The exhibition derives its name from the “Real Double,” the title of an essay by political philosopher and professor, Jodi Dean, in response to Johan Grimonprez’s 2009 film, Double Take. Featuring film and text, “The Real Double” exhibition questions the notion of urban existence as the antithesis of the rural lifestyle. For generations, the concept of the “rural” has symbolized an escape from the frenzied pace of urban culture—that is, until the fast proliferation of ever changing images entered our lived space. These works, positioned within the rural bucolic setting of Anderson Ranch’s gallery, scrutinize the homogenizing tendency of various media, blurring the lines between the rural and the urban, the clone and the double.
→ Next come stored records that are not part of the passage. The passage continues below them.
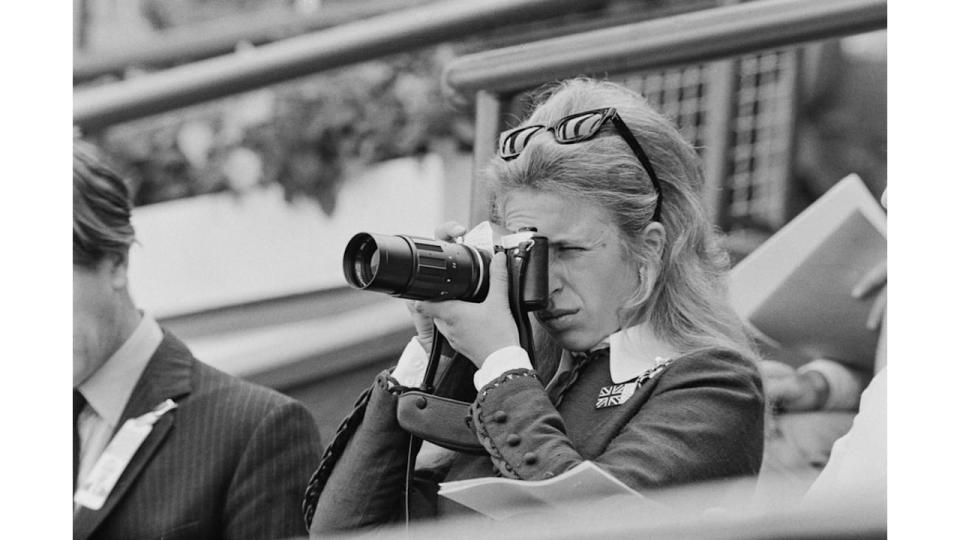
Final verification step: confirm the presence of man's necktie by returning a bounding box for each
[73,389,87,490]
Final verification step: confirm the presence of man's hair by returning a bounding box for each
[73,140,136,268]
[485,78,753,357]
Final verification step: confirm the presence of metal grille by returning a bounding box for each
[618,49,797,234]
[623,65,708,150]
[724,50,797,229]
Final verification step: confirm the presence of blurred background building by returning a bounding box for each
[74,0,886,448]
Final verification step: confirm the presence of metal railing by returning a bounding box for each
[443,0,887,226]
[73,0,429,84]
[73,0,601,131]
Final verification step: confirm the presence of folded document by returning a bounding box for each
[439,461,643,519]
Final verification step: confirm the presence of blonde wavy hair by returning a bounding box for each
[484,78,756,359]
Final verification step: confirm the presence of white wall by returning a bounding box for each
[130,155,466,317]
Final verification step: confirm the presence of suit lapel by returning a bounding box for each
[73,330,194,540]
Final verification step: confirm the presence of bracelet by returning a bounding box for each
[800,371,830,410]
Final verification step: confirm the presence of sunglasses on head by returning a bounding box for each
[497,107,663,221]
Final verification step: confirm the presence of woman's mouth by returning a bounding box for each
[537,309,580,326]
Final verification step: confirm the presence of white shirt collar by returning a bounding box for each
[78,313,163,426]
[558,325,678,384]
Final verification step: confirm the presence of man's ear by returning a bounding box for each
[104,255,127,290]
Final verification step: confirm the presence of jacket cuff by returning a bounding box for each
[470,369,559,480]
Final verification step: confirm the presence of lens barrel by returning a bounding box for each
[343,233,490,302]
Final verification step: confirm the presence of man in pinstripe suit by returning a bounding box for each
[73,142,320,539]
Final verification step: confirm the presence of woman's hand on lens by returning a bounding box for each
[404,300,433,354]
[414,251,520,367]
[406,221,467,354]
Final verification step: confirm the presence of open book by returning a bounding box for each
[729,174,887,369]
[439,461,644,519]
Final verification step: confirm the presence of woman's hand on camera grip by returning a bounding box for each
[413,253,520,367]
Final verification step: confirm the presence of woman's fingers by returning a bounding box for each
[433,221,467,242]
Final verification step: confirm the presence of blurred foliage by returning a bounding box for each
[99,46,473,214]
[85,0,473,214]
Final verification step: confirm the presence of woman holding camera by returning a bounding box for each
[304,79,763,533]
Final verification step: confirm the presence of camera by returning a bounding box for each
[343,223,549,311]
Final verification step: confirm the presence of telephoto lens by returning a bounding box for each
[343,233,491,302]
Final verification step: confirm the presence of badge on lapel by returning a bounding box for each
[594,356,673,409]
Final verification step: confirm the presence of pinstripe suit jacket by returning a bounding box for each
[73,331,320,540]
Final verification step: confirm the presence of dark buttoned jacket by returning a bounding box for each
[73,331,320,540]
[305,349,764,534]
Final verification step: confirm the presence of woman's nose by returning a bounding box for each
[547,257,563,296]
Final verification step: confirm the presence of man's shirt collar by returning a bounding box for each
[78,313,163,426]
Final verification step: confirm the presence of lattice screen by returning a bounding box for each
[618,49,797,234]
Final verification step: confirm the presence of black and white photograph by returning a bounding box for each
[9,0,960,540]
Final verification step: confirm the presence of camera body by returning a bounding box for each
[343,224,549,311]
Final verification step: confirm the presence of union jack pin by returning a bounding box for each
[594,357,673,409]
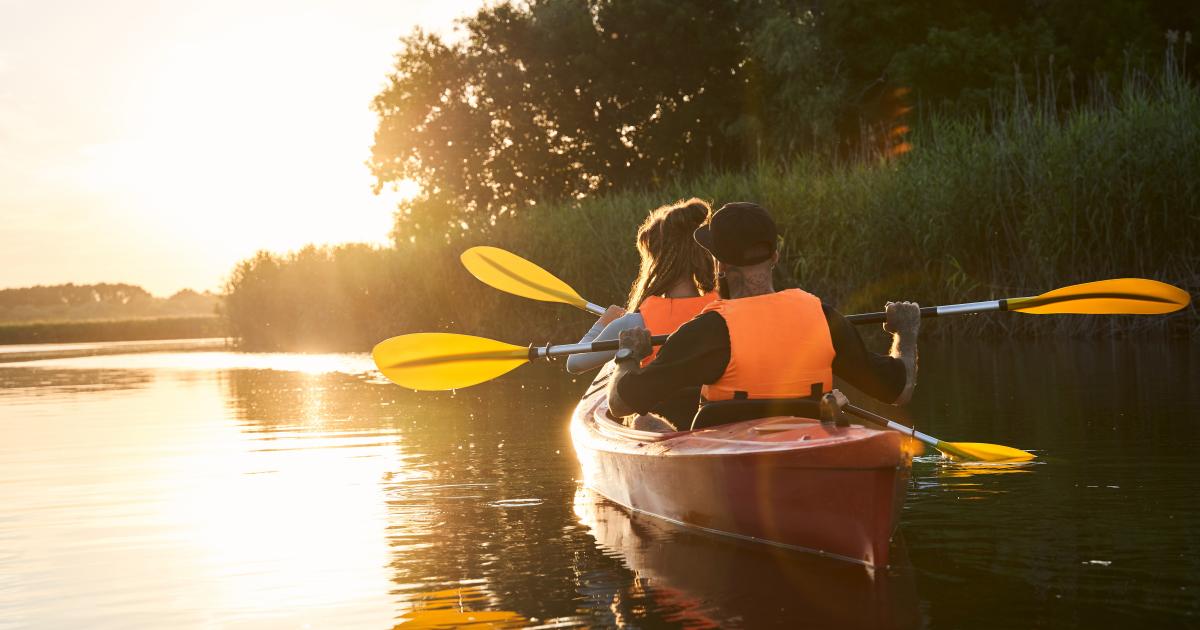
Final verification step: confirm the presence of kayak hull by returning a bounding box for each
[571,372,912,566]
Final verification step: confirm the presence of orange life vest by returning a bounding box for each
[637,290,716,367]
[701,289,835,401]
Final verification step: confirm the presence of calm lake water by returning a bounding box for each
[0,341,1200,629]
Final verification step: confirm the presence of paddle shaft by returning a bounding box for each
[846,300,1008,324]
[529,335,667,361]
[842,404,971,460]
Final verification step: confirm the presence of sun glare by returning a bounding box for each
[73,9,418,278]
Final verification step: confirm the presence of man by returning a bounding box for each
[608,203,920,431]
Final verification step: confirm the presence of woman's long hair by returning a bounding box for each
[629,198,715,312]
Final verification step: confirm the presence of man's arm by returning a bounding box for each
[883,302,920,404]
[822,305,919,404]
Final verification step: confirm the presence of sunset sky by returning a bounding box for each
[0,0,480,295]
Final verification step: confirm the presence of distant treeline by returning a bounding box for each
[0,316,228,344]
[0,283,221,323]
[371,0,1200,238]
[227,54,1200,349]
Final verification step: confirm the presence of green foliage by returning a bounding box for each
[0,316,227,344]
[0,283,220,322]
[371,0,1200,235]
[228,50,1200,349]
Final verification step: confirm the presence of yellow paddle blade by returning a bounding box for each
[460,246,588,311]
[1008,278,1192,314]
[936,442,1037,462]
[371,332,529,391]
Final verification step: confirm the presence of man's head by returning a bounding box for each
[695,202,779,298]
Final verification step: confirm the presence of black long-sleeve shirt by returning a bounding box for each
[616,304,907,420]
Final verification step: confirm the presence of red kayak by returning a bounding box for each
[571,371,916,566]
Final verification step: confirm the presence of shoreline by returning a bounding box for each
[0,337,232,365]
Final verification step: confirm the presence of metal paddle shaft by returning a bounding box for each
[845,404,1036,462]
[844,404,970,458]
[529,335,667,361]
[846,278,1192,324]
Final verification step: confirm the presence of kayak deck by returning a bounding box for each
[571,377,912,566]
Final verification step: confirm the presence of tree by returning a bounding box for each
[371,0,1200,241]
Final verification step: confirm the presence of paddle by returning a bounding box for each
[371,332,667,391]
[846,278,1192,324]
[371,332,1033,462]
[453,247,1192,324]
[458,246,604,316]
[842,404,1036,462]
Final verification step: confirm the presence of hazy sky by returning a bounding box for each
[0,0,480,295]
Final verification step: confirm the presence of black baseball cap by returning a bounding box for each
[694,202,779,266]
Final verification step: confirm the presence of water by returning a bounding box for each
[0,342,1200,629]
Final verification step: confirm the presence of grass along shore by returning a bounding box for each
[226,59,1200,350]
[0,316,228,344]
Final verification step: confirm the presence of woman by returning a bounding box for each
[566,198,716,421]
Double Take, (Belgium/The Netherlands/Germany, 2009, 80 min)
Acclaimed director Johan Grimonprez casts Alfred Hitchcock as a paranoid history professor, unwittingly caught up in a double take on the cold war period. The master says all the wrong things at all the wrong times while politicians on both sides desperately clamor to say the right things, live on TV.

I May Have Lost Forever My Umbrella, (Belgium, 2011, 3 min)
In the spring of 2011, during the Photomonth in Krakow, the artist collective Adam Broomberg and Oliver Chanarin invited Johan Grimonprez to be part of ALIAS, an exhibition with artists who inhabit alternative versions of themselves. An artist and a writer were teamed up with the aim to create a non-existent third persona. The outcome was that none of the artists in the exhibition existed, as those fictional characters took over the creative process. Grimonprez was assigned to inhabit the Portuguese writer Fernando Pessoa.

Kobarweng or Where is Your Helicopter? (U.S./Belgium, 1992, 25 min)
Kobarweng reconstructs the first encounter between a remote village set in the highlands of the island of New Guinea and the outside world. Mainly told through a native narrative, it reclaims the memory of a colonial past. Switching the roles of observer and observed, it is anthropology—and specifically the desire underlying anthropological representation, that is depicted as an object of curiosity destabilized by the villager's questions.

Looking for Alfred, (Belgium/U.K./France, 2005, 10 min)
With the aid of Hitchcock impersonators, Looking for Alfred weaves an unexpected narrative from Hitchcock’s fifty-year trail of cameo appearances in his own films. Shot amongst the atmospheric interiors of the Palais des Beaux Arts in Brussels, Grimonprez’s cinematic twists and turns echo the trademark manner of the Master of Suspense while at the same time radiate a quiet and beguiling surrealism reminiscent of René Magritte.

Satin Island (Belgium/U.K./2015, 3 min)
A haunting collage of disaster and beauty, set to a shimmering track by Lights Out Asia, Johan Grimonprez in collaboration with acclaimed avant-garde novelist Tom McCarthy, based on an abstract from his latest book Satin Island.